An Illinois family is accused of selling millions of dollars of stolen merchandise on eBay.

Investigators say the robbery spree spanned three states.

There was no answer at the door of Bogdanov's Northbrook home.

But yesterday, three members were taken into custody by federal agents.

"I came out to my truck to get something and there were just cars lined up all down the street," said Cleveland Johnson, a contractor.

58-year-old Branko Bogdanov, his wife Lela, and their adult daughter Julia are charged with shoplifting merchandise and selling it on eBay.

A scheme, that allegedly netted the family more than three million dollars over the past decade.

The secret service special agent in charge says his office was alerted several months ago by executives at Barnes and Noble and Toys R Us that their stores had sustained huge losses in merchandise.

"We identified transactions on eBay that were similar in amounts of merchandise and types of merchandise that were stolen from these stores," Secret Service agent Frank Benedetto explained.

Investigators say the family went on a shopping odyssey that started February 17th in Oklahoma, continued two days later at malls in Texas and wound through Louisiana.

They returned to their home February 21st.

The stolen goods ranged from American Girls dolls, Lego Blocks, and baby carriers.

The Bogdonavs then sold the goods to a fence who posted the merchandise on eBay.

That fence is a person who is working with the investigation.
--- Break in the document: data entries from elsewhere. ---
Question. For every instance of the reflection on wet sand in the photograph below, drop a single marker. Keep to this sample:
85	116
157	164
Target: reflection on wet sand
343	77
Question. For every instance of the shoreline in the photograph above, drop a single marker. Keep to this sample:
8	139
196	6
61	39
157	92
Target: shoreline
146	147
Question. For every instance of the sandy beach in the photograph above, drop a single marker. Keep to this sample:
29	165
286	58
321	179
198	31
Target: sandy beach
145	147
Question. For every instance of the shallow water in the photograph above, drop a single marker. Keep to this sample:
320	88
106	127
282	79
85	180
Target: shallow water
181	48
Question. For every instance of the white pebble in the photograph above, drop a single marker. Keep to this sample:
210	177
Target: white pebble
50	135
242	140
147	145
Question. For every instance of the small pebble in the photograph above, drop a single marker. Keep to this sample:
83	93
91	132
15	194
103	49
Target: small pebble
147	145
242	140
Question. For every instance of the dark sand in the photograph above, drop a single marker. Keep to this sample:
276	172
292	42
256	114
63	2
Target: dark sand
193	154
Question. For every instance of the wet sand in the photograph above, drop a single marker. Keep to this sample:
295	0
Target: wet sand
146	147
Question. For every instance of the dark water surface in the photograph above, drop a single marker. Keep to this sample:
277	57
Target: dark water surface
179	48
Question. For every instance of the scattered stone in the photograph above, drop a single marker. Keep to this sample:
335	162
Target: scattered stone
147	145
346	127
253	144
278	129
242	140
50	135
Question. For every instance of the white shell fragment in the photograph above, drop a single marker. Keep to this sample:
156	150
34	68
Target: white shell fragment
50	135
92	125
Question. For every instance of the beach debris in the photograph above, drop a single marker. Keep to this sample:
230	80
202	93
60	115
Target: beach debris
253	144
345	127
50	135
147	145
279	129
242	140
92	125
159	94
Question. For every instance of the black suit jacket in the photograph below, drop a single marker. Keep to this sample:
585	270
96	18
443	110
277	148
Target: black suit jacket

"We've determined that he paid 3.4 million to the defendants in this case over several years for merchandise with retail value of over 6 million dollars," said Frank Benedetto.

The Bogdonavs appeared in federal court today where they were charged with interstate transportation of stolen goods and were ordered detained until a bond hearing next week.

Branko Bogdonav's public defender says his client referred to the case as shoplifting.

"I think it must always be kind of shocking and disorienting to be swept up like this but he seemed to me to be pretty upbeat," said Michael Falconer, Branko Bogdano’s public defender.